Many teams at Etsy create content features sellers as part of their daily work. Before a seller can be featured, they have to be reviewed by a small team. From September 2016 to April 2017, I worked on a set of tools to make reviewing shops and finding already reviewed shops easier, faster, and more efficient.
There was already a lot of research about shop reviewing available. After reading it, I interviewed shop reviewers to understand more about how they were getting work done. Two personas emerged: the ‘vetters’, or people who actually review the shops, and the ‘requesters’, or people who search for and collect shops to be reviewed.

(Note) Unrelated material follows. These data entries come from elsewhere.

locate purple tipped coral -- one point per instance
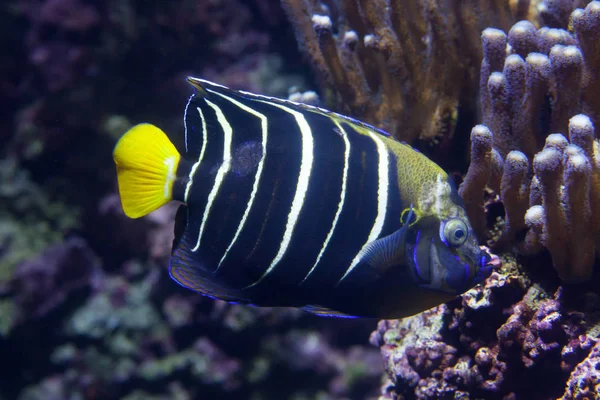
(404, 66)
(535, 83)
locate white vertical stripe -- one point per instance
(301, 186)
(184, 121)
(382, 197)
(223, 169)
(195, 166)
(264, 127)
(342, 197)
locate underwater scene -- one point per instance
(299, 199)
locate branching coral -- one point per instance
(404, 66)
(534, 83)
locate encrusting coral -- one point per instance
(404, 66)
(535, 83)
(500, 340)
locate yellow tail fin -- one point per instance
(146, 166)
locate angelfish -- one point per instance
(285, 204)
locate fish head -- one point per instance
(441, 248)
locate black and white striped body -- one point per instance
(280, 200)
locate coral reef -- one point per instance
(535, 83)
(502, 340)
(397, 64)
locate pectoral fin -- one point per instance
(383, 253)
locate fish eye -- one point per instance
(455, 232)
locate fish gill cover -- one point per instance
(86, 307)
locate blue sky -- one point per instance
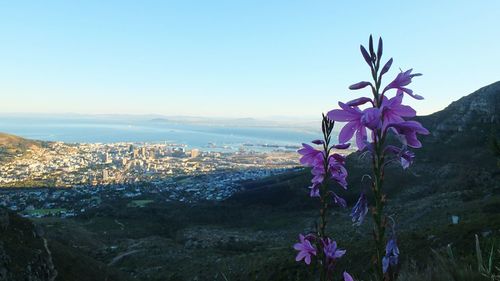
(235, 58)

Shop vetters used an Etsy-built tool to keep track of their other work, so we decided to move shop vetting tasks there, too. A few different kinds of experts shared the vetting work, so the first question was how they would collaborate. I built quick prototypes to test the two main options: sharing tasks sequentially, or sharing tasks in parallel. We were surprised that reviewing in parallel was the unanimous winner.
While we were building the vetting tool, I also designed a form to take requests and a report that showed the results. Etsy has another internal tool for creating collections of items, so we connected the two tools to make collecting and reviewing faster.
Our metrics for success were to increase the number of vetting requests and the number of shops that were reviewed and approved, and by that measure, this project was very successful. Shop reviewing got much faster, and feature teams could see which shops had already been approved for use.